Conforme o órgão, o rombo esperado para este ano será de R$ 156,2 bilhões. O relatório anterior apontava déficit de R$ 144,1 bi.

Já para 2018, a projeção da IFI sinaliza um deficit menor do que o anteriormente previsto: de R$ 166,2 bilhões para R$ 153,3 bi. Mas isso se o governo fizer um contingenciamento de R$ 30 bilhões em despesas discricionárias (áreas em que tem maior liberdade para remanejamentos e cortes).

Ainda assim, os rombos para os dois anos são superiores aos previstos pelo governo federal. As metas fiscais que constam na Lei de Diretrizes Orçamentárias (LDO) são de saldos negativos de R$ 139 bilhões, em 2017, e de R$ 129 bilhões, em 2018.

Segundo o diretor-executivo da Instituição Fiscal Independente, Felipe Salto, o ajuste fiscal tem conseguido estancar a sangria, mas o aumento da arrecadação ainda é incerto. 

Além da frustração de receitas, Salto observa que o governo tem sinalizado que aumentará as despesas.

A revogação de medidas provisórias como a MP 744/2017, que reonerava a folha de pagamento de diversas empresas e garantia, portanto, aumento de arrecadação, também levaram os economistas da IFI a rever o tamanho do rombo.

“Os resultados do governo central, sem considerar a parte da Previdência Social, já são positivos. O corte das despesas discricionárias continua sendo executado, o que no curto prazo tem sido o canal mais direto do ajuste. Os dados da arrecadação ainda dão sinais incertos de recuperação e o peso da parcela atípica das receitas é elevado”, observou Salto no relatório.

Dívida

Conforme a IFI, a dívida pública cresceu 0,6% do Produto Interno Bruto (PIB, soma dos bens e serviços produzidos no país) em junho, mantendo a tendência ascendente iniciada em 2014.

A projeção do órgão é que o ponto de virada de déficit para superávit primário do setor público (resultado positivo) só ocorrerá em 2023. A estimativa da LDO 2018 é que isso ocorra antes, em 2020.

"O desafio é grande. R$ 10 bilhões a mais ou a menos por ano não são o que fará a diferença.
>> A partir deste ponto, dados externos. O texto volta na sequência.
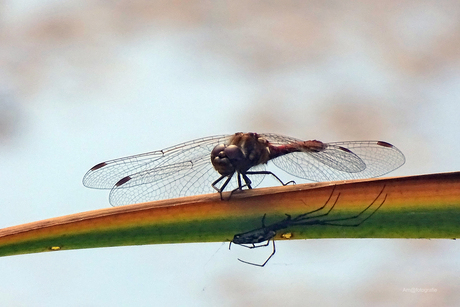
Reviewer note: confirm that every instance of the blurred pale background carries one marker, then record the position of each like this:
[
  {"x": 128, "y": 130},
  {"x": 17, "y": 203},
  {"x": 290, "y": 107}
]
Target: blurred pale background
[{"x": 81, "y": 83}]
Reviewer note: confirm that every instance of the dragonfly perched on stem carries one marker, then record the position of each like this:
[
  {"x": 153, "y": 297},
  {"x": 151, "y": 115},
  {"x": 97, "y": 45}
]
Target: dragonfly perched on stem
[
  {"x": 235, "y": 162},
  {"x": 267, "y": 233}
]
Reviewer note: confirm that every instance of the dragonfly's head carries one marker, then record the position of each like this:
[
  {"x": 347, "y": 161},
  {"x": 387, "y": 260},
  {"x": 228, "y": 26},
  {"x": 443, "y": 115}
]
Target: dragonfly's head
[
  {"x": 254, "y": 236},
  {"x": 224, "y": 157}
]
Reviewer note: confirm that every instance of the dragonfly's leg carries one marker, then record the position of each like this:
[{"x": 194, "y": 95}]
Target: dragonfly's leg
[
  {"x": 247, "y": 181},
  {"x": 270, "y": 173},
  {"x": 221, "y": 189},
  {"x": 333, "y": 222}
]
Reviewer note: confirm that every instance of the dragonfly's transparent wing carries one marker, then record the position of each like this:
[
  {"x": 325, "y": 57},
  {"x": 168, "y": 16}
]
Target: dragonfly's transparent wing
[
  {"x": 173, "y": 180},
  {"x": 106, "y": 174},
  {"x": 343, "y": 161}
]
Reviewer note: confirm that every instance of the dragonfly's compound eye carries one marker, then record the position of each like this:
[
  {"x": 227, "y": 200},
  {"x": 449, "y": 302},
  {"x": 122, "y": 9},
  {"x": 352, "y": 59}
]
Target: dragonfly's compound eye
[
  {"x": 218, "y": 151},
  {"x": 233, "y": 152},
  {"x": 236, "y": 239}
]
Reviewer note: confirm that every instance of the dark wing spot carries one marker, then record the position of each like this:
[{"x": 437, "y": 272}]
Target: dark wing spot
[
  {"x": 384, "y": 144},
  {"x": 98, "y": 166},
  {"x": 345, "y": 149},
  {"x": 123, "y": 181}
]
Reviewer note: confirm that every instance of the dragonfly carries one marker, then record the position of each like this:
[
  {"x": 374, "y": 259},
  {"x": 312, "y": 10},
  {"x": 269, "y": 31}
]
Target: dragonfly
[
  {"x": 236, "y": 161},
  {"x": 267, "y": 233}
]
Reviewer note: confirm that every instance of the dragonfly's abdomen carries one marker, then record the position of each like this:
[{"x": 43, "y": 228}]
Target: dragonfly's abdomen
[{"x": 307, "y": 146}]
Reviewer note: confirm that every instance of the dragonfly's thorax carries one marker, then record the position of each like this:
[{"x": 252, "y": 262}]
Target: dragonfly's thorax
[
  {"x": 254, "y": 236},
  {"x": 243, "y": 151}
]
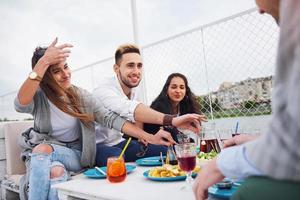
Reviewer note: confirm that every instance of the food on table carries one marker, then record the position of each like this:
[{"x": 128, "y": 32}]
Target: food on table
[
  {"x": 169, "y": 171},
  {"x": 207, "y": 156}
]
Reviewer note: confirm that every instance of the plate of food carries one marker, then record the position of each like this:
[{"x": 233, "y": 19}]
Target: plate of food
[
  {"x": 168, "y": 173},
  {"x": 93, "y": 173},
  {"x": 150, "y": 161}
]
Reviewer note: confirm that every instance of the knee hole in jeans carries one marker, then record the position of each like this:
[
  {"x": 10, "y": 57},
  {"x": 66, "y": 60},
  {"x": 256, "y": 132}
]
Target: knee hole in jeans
[
  {"x": 57, "y": 171},
  {"x": 43, "y": 148}
]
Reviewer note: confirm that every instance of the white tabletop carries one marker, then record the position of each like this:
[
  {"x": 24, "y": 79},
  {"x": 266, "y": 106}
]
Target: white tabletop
[{"x": 135, "y": 187}]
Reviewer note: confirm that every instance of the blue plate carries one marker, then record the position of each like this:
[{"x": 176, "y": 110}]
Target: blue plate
[
  {"x": 224, "y": 193},
  {"x": 150, "y": 161},
  {"x": 176, "y": 178},
  {"x": 93, "y": 173}
]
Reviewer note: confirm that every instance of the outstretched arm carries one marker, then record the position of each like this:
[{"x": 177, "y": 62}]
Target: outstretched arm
[
  {"x": 160, "y": 138},
  {"x": 146, "y": 114}
]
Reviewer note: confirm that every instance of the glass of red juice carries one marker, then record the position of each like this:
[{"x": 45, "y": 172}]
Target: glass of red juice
[{"x": 186, "y": 156}]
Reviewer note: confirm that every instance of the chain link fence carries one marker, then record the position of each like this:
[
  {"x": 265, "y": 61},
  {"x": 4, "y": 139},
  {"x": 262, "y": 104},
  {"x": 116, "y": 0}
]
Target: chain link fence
[{"x": 229, "y": 65}]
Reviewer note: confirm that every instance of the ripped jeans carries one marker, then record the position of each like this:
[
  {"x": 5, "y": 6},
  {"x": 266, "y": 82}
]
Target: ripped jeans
[{"x": 40, "y": 167}]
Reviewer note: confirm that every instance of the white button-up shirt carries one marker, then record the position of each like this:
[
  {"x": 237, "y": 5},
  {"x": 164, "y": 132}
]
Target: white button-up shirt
[{"x": 110, "y": 94}]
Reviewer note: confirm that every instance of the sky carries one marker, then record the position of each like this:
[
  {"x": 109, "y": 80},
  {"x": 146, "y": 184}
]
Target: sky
[{"x": 94, "y": 27}]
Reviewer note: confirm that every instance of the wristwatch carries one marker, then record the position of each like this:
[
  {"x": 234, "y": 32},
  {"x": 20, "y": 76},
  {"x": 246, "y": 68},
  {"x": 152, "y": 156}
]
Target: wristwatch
[{"x": 34, "y": 76}]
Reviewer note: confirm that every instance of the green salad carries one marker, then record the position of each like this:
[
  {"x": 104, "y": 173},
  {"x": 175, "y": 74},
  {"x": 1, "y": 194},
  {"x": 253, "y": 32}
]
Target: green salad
[{"x": 207, "y": 156}]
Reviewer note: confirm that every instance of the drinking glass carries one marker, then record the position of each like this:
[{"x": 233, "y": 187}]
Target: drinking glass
[
  {"x": 186, "y": 156},
  {"x": 116, "y": 169}
]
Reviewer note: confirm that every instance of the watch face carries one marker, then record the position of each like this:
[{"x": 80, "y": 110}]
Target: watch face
[{"x": 32, "y": 75}]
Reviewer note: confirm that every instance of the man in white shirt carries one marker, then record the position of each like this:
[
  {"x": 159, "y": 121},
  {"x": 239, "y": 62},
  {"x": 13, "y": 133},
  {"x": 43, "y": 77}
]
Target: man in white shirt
[
  {"x": 120, "y": 95},
  {"x": 271, "y": 161}
]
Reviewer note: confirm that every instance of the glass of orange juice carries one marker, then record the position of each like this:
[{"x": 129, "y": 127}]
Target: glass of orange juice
[{"x": 116, "y": 169}]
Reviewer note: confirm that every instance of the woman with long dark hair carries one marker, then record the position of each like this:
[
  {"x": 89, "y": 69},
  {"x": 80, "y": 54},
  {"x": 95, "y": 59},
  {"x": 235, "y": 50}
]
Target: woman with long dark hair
[{"x": 176, "y": 98}]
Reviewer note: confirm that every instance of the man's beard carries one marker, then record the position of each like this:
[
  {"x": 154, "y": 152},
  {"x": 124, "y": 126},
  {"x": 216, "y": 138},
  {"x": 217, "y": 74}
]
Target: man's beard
[{"x": 127, "y": 83}]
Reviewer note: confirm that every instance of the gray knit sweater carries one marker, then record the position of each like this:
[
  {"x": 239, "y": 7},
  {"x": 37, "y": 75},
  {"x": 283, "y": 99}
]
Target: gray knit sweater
[
  {"x": 39, "y": 108},
  {"x": 277, "y": 153}
]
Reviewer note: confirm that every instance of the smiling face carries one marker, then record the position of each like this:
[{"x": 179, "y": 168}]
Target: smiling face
[
  {"x": 176, "y": 90},
  {"x": 129, "y": 70},
  {"x": 62, "y": 74}
]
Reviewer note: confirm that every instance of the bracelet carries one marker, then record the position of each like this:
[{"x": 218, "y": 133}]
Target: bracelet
[{"x": 167, "y": 121}]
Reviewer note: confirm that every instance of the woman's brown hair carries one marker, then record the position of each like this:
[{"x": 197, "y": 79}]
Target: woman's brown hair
[{"x": 53, "y": 91}]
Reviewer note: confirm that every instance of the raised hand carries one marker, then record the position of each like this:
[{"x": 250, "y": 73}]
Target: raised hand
[
  {"x": 55, "y": 54},
  {"x": 189, "y": 121}
]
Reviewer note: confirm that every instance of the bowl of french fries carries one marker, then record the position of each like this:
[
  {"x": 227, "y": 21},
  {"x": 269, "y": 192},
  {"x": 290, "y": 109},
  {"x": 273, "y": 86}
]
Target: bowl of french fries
[{"x": 168, "y": 173}]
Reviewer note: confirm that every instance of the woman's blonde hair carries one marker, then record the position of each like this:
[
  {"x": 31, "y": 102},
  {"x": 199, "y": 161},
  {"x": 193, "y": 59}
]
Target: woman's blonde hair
[{"x": 53, "y": 91}]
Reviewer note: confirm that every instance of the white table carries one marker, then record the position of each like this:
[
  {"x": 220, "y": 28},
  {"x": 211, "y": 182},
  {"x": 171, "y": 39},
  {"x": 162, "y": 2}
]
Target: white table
[{"x": 135, "y": 187}]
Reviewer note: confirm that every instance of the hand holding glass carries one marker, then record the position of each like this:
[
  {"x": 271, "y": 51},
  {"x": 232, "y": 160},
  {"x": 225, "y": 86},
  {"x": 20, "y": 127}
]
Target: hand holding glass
[
  {"x": 186, "y": 156},
  {"x": 116, "y": 169}
]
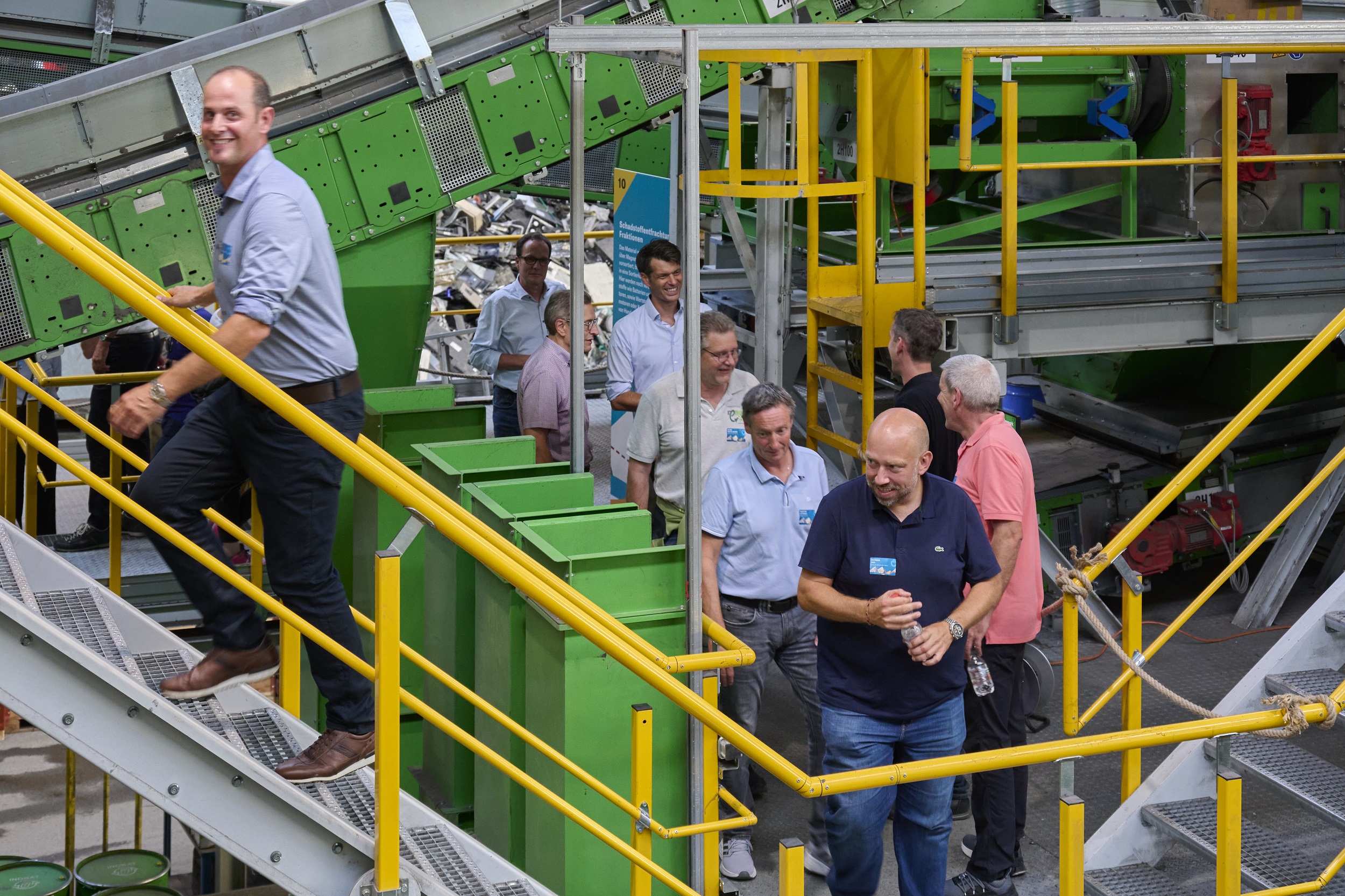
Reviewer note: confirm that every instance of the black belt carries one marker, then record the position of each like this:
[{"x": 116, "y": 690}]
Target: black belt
[
  {"x": 782, "y": 606},
  {"x": 314, "y": 393}
]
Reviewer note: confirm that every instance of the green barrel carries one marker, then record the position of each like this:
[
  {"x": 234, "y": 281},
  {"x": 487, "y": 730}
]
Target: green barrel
[
  {"x": 34, "y": 879},
  {"x": 120, "y": 868}
]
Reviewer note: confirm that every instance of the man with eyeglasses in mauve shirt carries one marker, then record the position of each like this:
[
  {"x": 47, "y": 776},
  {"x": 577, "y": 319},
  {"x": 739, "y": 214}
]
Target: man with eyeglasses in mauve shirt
[{"x": 510, "y": 329}]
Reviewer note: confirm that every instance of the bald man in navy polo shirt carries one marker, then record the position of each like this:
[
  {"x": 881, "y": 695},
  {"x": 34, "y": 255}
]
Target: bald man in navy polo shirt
[{"x": 887, "y": 551}]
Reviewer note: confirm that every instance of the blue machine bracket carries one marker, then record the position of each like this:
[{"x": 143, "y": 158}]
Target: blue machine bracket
[
  {"x": 978, "y": 101},
  {"x": 1098, "y": 111}
]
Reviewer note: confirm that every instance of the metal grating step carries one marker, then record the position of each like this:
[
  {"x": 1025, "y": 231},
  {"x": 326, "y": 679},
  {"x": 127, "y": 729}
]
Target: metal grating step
[
  {"x": 1314, "y": 784},
  {"x": 1268, "y": 862},
  {"x": 80, "y": 614},
  {"x": 450, "y": 862},
  {"x": 1309, "y": 681},
  {"x": 1131, "y": 880}
]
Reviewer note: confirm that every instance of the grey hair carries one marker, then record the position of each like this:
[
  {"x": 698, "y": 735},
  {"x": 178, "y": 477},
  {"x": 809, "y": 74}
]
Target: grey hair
[
  {"x": 763, "y": 397},
  {"x": 975, "y": 379},
  {"x": 558, "y": 309},
  {"x": 714, "y": 322}
]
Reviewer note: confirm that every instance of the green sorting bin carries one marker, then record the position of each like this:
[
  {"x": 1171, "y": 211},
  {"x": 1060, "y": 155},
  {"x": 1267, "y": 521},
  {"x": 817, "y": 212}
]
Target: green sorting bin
[
  {"x": 579, "y": 700},
  {"x": 396, "y": 419},
  {"x": 34, "y": 879},
  {"x": 499, "y": 642},
  {"x": 451, "y": 602},
  {"x": 120, "y": 868}
]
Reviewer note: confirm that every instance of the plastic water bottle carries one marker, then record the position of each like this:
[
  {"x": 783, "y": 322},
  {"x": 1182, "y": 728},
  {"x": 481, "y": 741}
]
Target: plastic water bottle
[{"x": 980, "y": 676}]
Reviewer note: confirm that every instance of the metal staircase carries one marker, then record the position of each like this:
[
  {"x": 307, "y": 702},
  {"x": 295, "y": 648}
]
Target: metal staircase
[
  {"x": 1176, "y": 805},
  {"x": 85, "y": 666}
]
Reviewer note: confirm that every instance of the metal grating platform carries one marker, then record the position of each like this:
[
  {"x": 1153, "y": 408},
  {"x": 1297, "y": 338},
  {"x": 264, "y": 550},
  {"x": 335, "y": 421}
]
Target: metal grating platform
[
  {"x": 1306, "y": 682},
  {"x": 80, "y": 614},
  {"x": 1268, "y": 862},
  {"x": 1313, "y": 782},
  {"x": 1131, "y": 880},
  {"x": 448, "y": 860}
]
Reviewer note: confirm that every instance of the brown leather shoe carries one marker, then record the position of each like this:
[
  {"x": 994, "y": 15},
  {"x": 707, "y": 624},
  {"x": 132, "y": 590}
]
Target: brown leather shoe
[
  {"x": 332, "y": 755},
  {"x": 224, "y": 669}
]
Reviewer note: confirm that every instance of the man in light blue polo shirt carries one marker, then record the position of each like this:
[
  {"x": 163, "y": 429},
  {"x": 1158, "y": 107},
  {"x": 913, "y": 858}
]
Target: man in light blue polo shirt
[
  {"x": 510, "y": 329},
  {"x": 755, "y": 518}
]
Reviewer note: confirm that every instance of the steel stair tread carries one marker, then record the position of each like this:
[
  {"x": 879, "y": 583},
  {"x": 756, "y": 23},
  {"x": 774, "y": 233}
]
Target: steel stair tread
[
  {"x": 1131, "y": 880},
  {"x": 1268, "y": 862},
  {"x": 1313, "y": 782},
  {"x": 1304, "y": 682}
]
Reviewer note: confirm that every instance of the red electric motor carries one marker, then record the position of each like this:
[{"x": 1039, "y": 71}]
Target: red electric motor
[
  {"x": 1187, "y": 532},
  {"x": 1254, "y": 131}
]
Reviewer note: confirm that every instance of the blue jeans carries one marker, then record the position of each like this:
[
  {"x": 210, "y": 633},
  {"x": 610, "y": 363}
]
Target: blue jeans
[
  {"x": 232, "y": 438},
  {"x": 789, "y": 641},
  {"x": 505, "y": 412},
  {"x": 923, "y": 819}
]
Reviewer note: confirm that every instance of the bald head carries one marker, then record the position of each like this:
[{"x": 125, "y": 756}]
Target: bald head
[{"x": 895, "y": 458}]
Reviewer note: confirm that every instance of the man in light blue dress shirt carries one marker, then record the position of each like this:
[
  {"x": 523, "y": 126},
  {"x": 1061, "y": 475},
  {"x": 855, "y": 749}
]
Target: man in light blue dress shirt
[
  {"x": 510, "y": 329},
  {"x": 755, "y": 518}
]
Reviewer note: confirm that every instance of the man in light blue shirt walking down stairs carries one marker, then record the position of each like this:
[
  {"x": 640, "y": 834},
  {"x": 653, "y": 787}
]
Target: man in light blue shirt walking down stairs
[
  {"x": 755, "y": 518},
  {"x": 510, "y": 329},
  {"x": 279, "y": 291}
]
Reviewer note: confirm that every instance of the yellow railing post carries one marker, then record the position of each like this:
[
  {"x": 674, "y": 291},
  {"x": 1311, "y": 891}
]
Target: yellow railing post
[
  {"x": 388, "y": 719},
  {"x": 791, "y": 867},
  {"x": 1070, "y": 664},
  {"x": 30, "y": 473},
  {"x": 1131, "y": 641},
  {"x": 1071, "y": 833},
  {"x": 711, "y": 778},
  {"x": 1228, "y": 171},
  {"x": 642, "y": 793}
]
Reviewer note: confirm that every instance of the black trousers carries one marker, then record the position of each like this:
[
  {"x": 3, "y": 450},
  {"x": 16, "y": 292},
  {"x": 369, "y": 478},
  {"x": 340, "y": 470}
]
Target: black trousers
[
  {"x": 46, "y": 497},
  {"x": 125, "y": 354},
  {"x": 229, "y": 439},
  {"x": 999, "y": 798}
]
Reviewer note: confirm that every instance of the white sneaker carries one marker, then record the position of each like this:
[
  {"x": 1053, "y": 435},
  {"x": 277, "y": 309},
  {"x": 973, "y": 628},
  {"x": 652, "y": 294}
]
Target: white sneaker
[{"x": 736, "y": 859}]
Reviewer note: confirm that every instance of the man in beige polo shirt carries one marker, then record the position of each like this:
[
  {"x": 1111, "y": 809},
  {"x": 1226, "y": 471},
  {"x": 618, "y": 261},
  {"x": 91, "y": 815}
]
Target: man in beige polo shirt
[{"x": 658, "y": 432}]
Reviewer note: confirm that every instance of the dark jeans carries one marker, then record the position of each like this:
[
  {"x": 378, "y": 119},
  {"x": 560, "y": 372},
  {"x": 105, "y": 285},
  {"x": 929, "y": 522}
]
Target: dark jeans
[
  {"x": 505, "y": 412},
  {"x": 125, "y": 354},
  {"x": 789, "y": 641},
  {"x": 999, "y": 798},
  {"x": 46, "y": 497},
  {"x": 226, "y": 440}
]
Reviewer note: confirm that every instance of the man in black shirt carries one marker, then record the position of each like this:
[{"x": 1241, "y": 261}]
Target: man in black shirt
[{"x": 916, "y": 334}]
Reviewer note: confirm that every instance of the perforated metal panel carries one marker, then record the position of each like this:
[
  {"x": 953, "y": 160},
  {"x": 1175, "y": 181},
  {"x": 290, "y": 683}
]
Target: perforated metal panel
[
  {"x": 80, "y": 614},
  {"x": 203, "y": 189},
  {"x": 454, "y": 144},
  {"x": 14, "y": 322},
  {"x": 599, "y": 163},
  {"x": 20, "y": 69},
  {"x": 450, "y": 862}
]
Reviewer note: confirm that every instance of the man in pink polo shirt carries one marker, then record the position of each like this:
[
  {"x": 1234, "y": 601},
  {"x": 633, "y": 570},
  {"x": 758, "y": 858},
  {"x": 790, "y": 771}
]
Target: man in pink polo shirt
[{"x": 996, "y": 471}]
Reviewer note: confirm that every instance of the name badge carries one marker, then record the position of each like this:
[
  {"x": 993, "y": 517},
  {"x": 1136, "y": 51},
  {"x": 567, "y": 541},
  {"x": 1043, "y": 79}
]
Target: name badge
[{"x": 883, "y": 565}]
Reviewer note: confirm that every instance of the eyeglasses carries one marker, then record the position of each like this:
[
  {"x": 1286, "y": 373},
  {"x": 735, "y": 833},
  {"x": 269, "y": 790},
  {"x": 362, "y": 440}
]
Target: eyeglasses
[{"x": 723, "y": 355}]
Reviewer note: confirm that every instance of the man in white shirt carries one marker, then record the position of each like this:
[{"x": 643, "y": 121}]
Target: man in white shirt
[{"x": 658, "y": 439}]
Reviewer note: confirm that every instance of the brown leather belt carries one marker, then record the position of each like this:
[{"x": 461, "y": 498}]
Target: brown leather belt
[{"x": 315, "y": 393}]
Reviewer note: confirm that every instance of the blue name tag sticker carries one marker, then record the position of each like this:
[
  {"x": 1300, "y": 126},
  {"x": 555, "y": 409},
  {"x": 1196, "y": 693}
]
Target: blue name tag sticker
[{"x": 883, "y": 565}]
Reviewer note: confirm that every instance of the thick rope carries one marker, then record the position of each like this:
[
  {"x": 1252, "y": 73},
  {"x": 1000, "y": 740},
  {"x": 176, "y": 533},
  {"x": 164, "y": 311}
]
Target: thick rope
[{"x": 1075, "y": 581}]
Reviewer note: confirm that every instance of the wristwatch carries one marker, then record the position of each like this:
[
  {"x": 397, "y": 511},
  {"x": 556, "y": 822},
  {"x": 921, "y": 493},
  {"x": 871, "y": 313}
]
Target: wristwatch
[{"x": 159, "y": 396}]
Temos que ter uma consolidação fiscal que faça o Brasil voltar aos trilhos. Já começou, mas ela vai demorar para ser totalmente empreendida", disse Salto durante coletiva à imprensa.

PIB

O diretor da IFI também aponta que a indústria e o comércio pararam de piorar, mas ainda não dão sinais claros de retomada. Uma notícia positiva, segundo o órgão, é que a conjuntura internacional tem se mostrado favorável para a economia brasileira.

Sobre o crescimento do PIB brasileiro, o relatório de Acompanhamento Fiscal (RAF) de agosto mantém a estimativa divulgada anteriormente: o Brasil deve crescer 0,46% em 2017 e 1,93% em 2018.